La impronta del imperio como modelo de poder y organización política a imitar incluso por aquellos que le pusieron fin se mantuvo durante los 500 años que siguieron a la caída de Roma. La atracción generada por el vacío que dejó aquella inigualable estructura de dominio se prolongó tanto como su presencia sobre una porción del mundo que iba desde el muro de Adriano, en los límites de Escocia, hasta el Eúfrates. Al final, los bárbaros consiguieron reinstaurar el imperio pero bajo la forma el papado, sostiene el historiador Peter Heather.

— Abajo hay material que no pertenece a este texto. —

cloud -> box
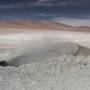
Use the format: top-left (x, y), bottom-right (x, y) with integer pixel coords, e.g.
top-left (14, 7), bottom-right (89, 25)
top-left (0, 0), bottom-right (90, 8)
top-left (53, 17), bottom-right (90, 27)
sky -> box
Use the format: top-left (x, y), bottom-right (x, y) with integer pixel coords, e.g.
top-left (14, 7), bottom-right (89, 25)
top-left (0, 0), bottom-right (90, 25)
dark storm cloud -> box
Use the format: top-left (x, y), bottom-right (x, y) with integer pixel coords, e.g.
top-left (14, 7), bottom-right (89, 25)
top-left (0, 0), bottom-right (90, 8)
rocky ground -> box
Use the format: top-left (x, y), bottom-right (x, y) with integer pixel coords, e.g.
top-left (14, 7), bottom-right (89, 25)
top-left (0, 55), bottom-right (90, 90)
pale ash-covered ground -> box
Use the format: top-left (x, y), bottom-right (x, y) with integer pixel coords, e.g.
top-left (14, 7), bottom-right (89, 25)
top-left (0, 31), bottom-right (90, 90)
top-left (0, 55), bottom-right (90, 90)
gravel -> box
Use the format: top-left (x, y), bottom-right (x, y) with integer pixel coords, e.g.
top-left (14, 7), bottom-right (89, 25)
top-left (0, 55), bottom-right (90, 90)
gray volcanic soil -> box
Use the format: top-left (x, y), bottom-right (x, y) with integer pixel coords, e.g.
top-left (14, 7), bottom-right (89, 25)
top-left (0, 55), bottom-right (90, 90)
top-left (0, 41), bottom-right (90, 90)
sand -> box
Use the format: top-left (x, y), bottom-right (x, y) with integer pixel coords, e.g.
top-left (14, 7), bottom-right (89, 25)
top-left (0, 55), bottom-right (90, 90)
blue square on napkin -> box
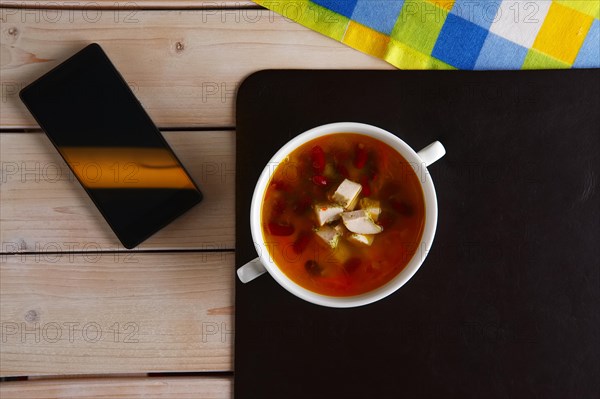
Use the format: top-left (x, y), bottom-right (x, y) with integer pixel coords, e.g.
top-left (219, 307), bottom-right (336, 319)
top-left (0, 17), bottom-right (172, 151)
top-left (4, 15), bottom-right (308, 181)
top-left (352, 0), bottom-right (404, 35)
top-left (312, 0), bottom-right (357, 18)
top-left (451, 0), bottom-right (507, 29)
top-left (431, 14), bottom-right (488, 69)
top-left (573, 19), bottom-right (600, 68)
top-left (475, 32), bottom-right (527, 69)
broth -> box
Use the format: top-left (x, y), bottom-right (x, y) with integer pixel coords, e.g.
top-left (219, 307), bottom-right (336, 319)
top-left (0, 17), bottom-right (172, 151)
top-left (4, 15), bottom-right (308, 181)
top-left (261, 133), bottom-right (425, 296)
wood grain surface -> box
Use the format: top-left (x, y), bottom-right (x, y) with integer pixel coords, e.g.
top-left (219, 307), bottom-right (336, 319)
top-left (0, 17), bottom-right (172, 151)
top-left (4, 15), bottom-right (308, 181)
top-left (0, 131), bottom-right (235, 253)
top-left (0, 9), bottom-right (391, 128)
top-left (0, 0), bottom-right (254, 8)
top-left (0, 377), bottom-right (233, 399)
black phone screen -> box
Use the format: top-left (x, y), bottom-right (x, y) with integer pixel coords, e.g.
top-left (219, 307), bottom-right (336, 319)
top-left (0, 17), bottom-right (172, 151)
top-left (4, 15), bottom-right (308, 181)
top-left (20, 44), bottom-right (202, 248)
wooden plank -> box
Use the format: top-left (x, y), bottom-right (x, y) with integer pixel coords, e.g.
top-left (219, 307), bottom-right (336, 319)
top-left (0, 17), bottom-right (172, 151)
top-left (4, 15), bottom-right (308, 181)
top-left (0, 377), bottom-right (233, 399)
top-left (0, 131), bottom-right (235, 253)
top-left (0, 252), bottom-right (234, 378)
top-left (0, 9), bottom-right (392, 128)
top-left (0, 0), bottom-right (258, 8)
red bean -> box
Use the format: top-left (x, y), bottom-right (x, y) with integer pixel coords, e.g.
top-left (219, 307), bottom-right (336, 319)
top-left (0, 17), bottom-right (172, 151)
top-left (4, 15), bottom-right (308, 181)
top-left (268, 222), bottom-right (294, 236)
top-left (292, 232), bottom-right (312, 254)
top-left (271, 179), bottom-right (290, 191)
top-left (354, 144), bottom-right (368, 169)
top-left (272, 198), bottom-right (285, 217)
top-left (310, 145), bottom-right (325, 173)
top-left (390, 198), bottom-right (415, 216)
top-left (313, 175), bottom-right (327, 186)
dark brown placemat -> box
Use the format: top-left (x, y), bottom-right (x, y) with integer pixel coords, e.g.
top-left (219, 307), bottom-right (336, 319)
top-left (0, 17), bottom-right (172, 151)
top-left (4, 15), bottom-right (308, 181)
top-left (235, 70), bottom-right (600, 398)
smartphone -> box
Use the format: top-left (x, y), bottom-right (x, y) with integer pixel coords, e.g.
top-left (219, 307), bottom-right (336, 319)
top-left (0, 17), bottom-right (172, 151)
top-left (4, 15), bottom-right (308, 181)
top-left (19, 43), bottom-right (202, 248)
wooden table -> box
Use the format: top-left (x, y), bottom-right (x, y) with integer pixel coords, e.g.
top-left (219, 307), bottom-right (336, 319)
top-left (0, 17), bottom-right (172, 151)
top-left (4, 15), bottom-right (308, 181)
top-left (0, 0), bottom-right (391, 399)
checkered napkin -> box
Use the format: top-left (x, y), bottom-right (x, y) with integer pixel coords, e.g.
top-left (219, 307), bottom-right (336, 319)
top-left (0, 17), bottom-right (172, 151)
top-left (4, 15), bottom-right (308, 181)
top-left (254, 0), bottom-right (600, 69)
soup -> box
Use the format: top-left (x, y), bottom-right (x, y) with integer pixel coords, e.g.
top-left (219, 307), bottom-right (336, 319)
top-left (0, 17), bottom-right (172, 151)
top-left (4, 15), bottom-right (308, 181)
top-left (261, 133), bottom-right (425, 296)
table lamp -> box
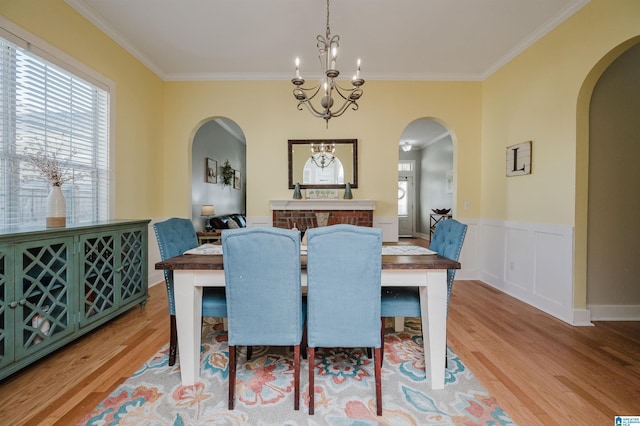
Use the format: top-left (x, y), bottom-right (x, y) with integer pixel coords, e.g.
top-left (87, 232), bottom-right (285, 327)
top-left (200, 204), bottom-right (216, 232)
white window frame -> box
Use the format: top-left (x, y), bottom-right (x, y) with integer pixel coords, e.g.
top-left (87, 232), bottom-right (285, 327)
top-left (0, 16), bottom-right (116, 227)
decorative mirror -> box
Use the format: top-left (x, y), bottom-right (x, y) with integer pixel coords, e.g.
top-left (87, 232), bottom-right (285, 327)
top-left (289, 139), bottom-right (358, 189)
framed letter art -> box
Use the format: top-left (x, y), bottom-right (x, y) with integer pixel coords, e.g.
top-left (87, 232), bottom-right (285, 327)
top-left (507, 141), bottom-right (532, 177)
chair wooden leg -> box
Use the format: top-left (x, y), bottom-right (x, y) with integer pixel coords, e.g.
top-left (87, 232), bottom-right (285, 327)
top-left (229, 346), bottom-right (236, 410)
top-left (300, 323), bottom-right (308, 359)
top-left (374, 348), bottom-right (382, 416)
top-left (380, 318), bottom-right (384, 365)
top-left (309, 347), bottom-right (315, 415)
top-left (169, 315), bottom-right (178, 365)
top-left (293, 345), bottom-right (300, 410)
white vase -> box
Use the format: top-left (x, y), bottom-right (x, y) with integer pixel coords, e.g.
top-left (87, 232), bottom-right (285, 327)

Con La restauración de Roma. (Bárbaros, papas y pretendientes al trono), Heather, nacido en Irlanda del Norte en 1960, profesor de Historia Medieval del Worcester College de Oxford, completa el trabajo que iniciara con La caída del imperio romano (2005) y al que siguió Emperadores y bárbaros (El primer milenio de la historia de Europa) (2009), ambos también editados por Crítica. El título de ahora es una secuela directa del primero y en él identifica a los tres grandes pretendientes a "resucitar la herencia romana en la Europa occidental: Teodorico, Justiniano y Carlomagno". Los tres con antecedentes distintos pero unidos por el "éxito sorprendente" de haber conseguido recuperar "lo suficiente del viejo Occidente romano para reivindicar de forma creíble el título imperial de occidente". Sin embargo, esa empresa sólo fructificará, sostiene el autor de La restauración de Roma , "con la reinvención del papado en el siglo XI", momento en que "los bárbaros de Europa encuentran los medios para restablecer un nuevo imperio romano que dura desde hace mil años". El godo Teodorico se quedará, en expresión de Heather, "a una milésima de reclamar el título de emperador de Occidente" aupándose sobre su formidable poder militar y la adopción inequívoca de modos de romanidad en lo cultural y político. Ese estatus imperial no formalizado se diluirá con la muerte de Teodorico por la incapacidad de su sucesor para mantener la unidad de los godos.

Desde el Imperio Romano de Oriente, Justiniano protagoniza un segundo intento de recuperación del viejo imperio, que fracasará en 533 porque "la conquista de Occidente no fue el plan largamente acariciado y profundamente arraigado de una visionario romántico, sino otro tipo de fenómeno harto conocido por los historiadores: el aventurerismo al extranjero como la última y desesperada apuesta de un régimen en bancarrota". La resistencia al enemigo oriental, al que terminaría sucumbiendo en 1453, acabaría con la expectativa de recomponer la antigua estructura de poder. Carlomagno, "el padre de Europa" pondría las bases económicas de lo que, según expone Heather será la nueva forma imperial, el papado, lo que impedirá que el desmoronamiento de su propio imperio desemboque en la fragmentación que siguió a la caída del romano. La restauración de Roma transita por un tiempo confuso en el que se fragua el imperio papal, al que "la base ideológica de su poder" convertirá en "mucho más poderoso que su predecesor romano".

Breve historia de Bizancio, del profesor David Hernández de la Fuente, permite completar la perspectiva de ese momento desde la esquina oriental del imperio. Muy buen recordatorio de un mundo levantado sobre la confluencia de lo griego, lo romano y lo cristiano que alumbró un enclave tan excepcional como Constantinopla.